Dear fellow allotment enthusiasts,
Welcome to my allotment diaries. It's been 5 months since I took on my first allotment. I wanted to start these diaries in January so I can properly document the year through all the seasons and show you all the progress I will, of course, make.
When I took on my plot it was so heavily covered in blackberry bushes you couldn't even see the end of it. In fact, you couldn't see the middle either. It was just one enormous tumble of thorns and leaves and sickly sweet, half dead blackberries. And so I did what any completely clueless but gardening enthusiast would do. I grabbed a pair of shears and I started hacking at it. It was a garden masacre, and it was blooming good fun too.
Fast forward 3 months and the end of the allotment was in sight. But it wasn't without it's casualties. Beneath me lay the remains of several thousand former thriving blackberry bushes. Which, I suddenly realised, meant about a thousand blackberry canes firmly rooted in the soil. The battle had been won, but the war wasn't close to being over yet.
Braced with the thickest pair of leather gloves I could find at B&Q, I began the slow and tedious task of digging each cane out by hand. It was hard, back breaking work and the progress felt so slow at times it was almost as though I were moving backwards. But something in me had changed.
Because as difficult as it was, at no point did I want to give up. If anything, discovering a hidden but very active wasp nest and about a dozed giant ornamental grasses not only spurred me on, but filled me with a joy I hadn't expected. I felt productive, like I never had before. I was working hard, but I was working towards something. An end goal, a vision, a dream. It felt good.

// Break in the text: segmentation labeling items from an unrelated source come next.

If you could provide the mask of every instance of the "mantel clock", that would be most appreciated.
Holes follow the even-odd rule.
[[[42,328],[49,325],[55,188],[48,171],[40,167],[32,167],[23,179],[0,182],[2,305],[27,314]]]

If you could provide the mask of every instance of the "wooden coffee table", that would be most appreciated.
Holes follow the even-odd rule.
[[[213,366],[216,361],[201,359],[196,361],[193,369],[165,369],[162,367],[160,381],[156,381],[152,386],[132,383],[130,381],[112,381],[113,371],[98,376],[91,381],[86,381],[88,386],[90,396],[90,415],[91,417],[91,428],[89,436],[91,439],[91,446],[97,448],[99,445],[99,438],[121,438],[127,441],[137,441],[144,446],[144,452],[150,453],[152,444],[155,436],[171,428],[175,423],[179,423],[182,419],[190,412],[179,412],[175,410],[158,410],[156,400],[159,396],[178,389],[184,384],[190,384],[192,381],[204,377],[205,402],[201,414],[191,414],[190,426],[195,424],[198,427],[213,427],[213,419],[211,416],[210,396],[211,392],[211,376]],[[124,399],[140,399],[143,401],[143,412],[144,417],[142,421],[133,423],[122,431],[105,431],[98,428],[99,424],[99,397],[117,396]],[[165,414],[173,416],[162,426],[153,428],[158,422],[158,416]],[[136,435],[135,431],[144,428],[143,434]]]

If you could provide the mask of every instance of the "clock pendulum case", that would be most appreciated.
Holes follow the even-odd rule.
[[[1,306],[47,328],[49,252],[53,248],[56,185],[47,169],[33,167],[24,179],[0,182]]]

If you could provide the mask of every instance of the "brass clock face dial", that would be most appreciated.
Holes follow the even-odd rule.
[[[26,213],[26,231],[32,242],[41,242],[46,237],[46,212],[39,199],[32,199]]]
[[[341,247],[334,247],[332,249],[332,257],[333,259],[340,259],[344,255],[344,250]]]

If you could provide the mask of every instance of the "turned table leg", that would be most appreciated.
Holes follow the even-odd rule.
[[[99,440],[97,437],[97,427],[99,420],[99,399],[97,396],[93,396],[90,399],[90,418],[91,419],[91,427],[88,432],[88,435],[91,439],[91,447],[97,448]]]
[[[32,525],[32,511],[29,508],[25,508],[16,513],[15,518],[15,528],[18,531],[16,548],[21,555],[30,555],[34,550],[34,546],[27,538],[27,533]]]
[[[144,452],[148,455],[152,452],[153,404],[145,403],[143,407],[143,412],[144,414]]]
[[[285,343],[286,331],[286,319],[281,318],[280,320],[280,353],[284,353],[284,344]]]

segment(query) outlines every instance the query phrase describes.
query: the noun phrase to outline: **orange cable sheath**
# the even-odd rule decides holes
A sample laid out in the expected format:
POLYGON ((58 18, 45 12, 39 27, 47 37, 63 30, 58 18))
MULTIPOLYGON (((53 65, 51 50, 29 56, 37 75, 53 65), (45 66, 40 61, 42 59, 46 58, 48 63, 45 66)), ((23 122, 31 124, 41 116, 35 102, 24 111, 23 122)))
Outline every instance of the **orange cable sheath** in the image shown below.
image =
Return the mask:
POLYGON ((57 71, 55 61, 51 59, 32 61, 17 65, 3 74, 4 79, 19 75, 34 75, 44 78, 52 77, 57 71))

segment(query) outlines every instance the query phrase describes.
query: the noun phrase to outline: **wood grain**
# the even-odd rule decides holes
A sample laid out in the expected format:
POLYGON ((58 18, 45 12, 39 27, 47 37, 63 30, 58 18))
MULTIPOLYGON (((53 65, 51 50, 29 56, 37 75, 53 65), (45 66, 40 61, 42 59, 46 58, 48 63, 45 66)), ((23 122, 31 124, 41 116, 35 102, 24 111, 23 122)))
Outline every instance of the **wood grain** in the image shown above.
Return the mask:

After a very nasty, but successful altercation with a fox and several wasp stings later, I had finally managed to hit soil. And it was euphoric. It was the smell of success ,validation of all my hard work. The plot had been half cleared, and I was ready to create my raised beds.
Through rain, freezing fog and oozing mud I haphazardly nailed together pieces of wood. The beds were built. The 2 for 1 compost bags were emptied and I finally had something that looked like an allotment. An empty, slightly wonky allotment, but it didn't matter. Because it was mine. And I had created it.
And here we are. January. The longest month of the year, and for the first time, I was glad for it. Because the work doesn't stop on an allotment. In fact, the list only grows longer. On January the 1st, 2 months late, I finally planted out 150 tulip bulbs in my first raised bed. The satisfaction I got when I planted that last bulb was like nothing I had ever felt. It was an achievement, a job today for the promise of tomorrow.
The work continues and spring only grows closer. So watch this space, because I'm sure I'll have lots more to share with you over the next few months. Be it success or failure, I'll stick it out. Digging one carrot at a time.